Menciptakan Kota Hijau
Konsep Kota Hijau
Think global, act local. Slogan ini mungkin sudah didengar beberapa kali dan pada akhirnya menjadi tidak berarti sama sekali dengan adanya urbanisasi besar-besaran yang sangat cepat. Pada 1950, satu dari tiga orang—bahkan kurang—tinggal di daerah perkotaan. Saat ini sudah hampir setengahnya—tiga miliar orang—tinggal di daerah perkotaan. Kemungkinan pada 2030, dua dari tiga orang—bahkan lebih—akan tinggal di daerah perkotaan dan 90% dari pertumbuhan populasi urban ini terjadi di negara berkembang. Pada 1950, hanya New York yang memiliki lebih dari 10 juta penduduk. Kemungkinan pada 2015 akan ada 23 megacities seperti ini dimana 19 di antaranya berada di negara-negara berkembang. (Our Planet, Juni 2005)

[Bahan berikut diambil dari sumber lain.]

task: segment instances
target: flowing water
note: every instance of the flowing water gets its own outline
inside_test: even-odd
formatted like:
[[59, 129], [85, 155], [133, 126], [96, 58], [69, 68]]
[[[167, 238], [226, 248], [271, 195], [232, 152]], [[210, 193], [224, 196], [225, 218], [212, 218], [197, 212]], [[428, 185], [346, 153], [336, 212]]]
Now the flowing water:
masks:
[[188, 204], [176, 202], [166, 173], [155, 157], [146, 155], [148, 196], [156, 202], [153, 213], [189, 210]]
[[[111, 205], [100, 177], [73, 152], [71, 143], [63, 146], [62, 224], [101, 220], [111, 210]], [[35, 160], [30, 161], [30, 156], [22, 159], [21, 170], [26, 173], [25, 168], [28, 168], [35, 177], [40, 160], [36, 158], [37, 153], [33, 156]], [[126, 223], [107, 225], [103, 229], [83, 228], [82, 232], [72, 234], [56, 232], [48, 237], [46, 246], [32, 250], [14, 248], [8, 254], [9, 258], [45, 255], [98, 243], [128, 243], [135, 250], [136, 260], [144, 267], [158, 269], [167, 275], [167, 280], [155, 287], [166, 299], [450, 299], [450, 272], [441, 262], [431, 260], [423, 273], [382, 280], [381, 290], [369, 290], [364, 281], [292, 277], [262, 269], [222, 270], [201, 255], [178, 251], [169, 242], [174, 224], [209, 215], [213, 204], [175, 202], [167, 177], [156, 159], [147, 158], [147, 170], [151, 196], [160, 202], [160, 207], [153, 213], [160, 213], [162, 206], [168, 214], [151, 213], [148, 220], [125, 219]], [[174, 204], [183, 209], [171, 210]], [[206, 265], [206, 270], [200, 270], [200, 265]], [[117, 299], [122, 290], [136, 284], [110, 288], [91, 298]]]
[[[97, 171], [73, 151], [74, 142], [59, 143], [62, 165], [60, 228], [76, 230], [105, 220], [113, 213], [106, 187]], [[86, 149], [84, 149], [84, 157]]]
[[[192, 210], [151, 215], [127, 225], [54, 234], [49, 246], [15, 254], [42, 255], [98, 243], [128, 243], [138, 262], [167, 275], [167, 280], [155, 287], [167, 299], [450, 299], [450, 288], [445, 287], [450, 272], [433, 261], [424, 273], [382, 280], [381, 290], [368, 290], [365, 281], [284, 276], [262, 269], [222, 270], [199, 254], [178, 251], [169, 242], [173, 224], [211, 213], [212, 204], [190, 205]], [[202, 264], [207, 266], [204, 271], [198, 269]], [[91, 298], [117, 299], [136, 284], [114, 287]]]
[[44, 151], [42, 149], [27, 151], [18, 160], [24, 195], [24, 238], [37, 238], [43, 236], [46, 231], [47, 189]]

Beberapa faktor terjadinya urbanisasi adalah karena masalah ekonomi, sosial, dan budaya. Beberapa waktu yang lalu, urbanisasi di negara-negara berkembang diakibatkan oleh pertumbuhan ekonomi, dimana adanya ketersediaan lapangan kerja yang masih luas. Saat ini, lapangan kerja itu sudah semakin sempit—bahkan bisa dibilang sudah tidak ada—sehingga menyebabkan banyak orang terjebak pada level kemiskinan. Lebih dari satu juta orang berada pada kondisi seperti ini, terutama di Asia, Afrika, dan Amerika Latin, dan jumlah itu akan semakin bertambah lebih dari dua juta untuk 15 tahun ke depan. Pada akhirnya, masalah lingkungan hidup tidak lagi berputar pada wacana ‘mengapa’, tetapi ‘bagaimana’ urbanisasi ini bisa mengancam bumi dan ekosistemnya.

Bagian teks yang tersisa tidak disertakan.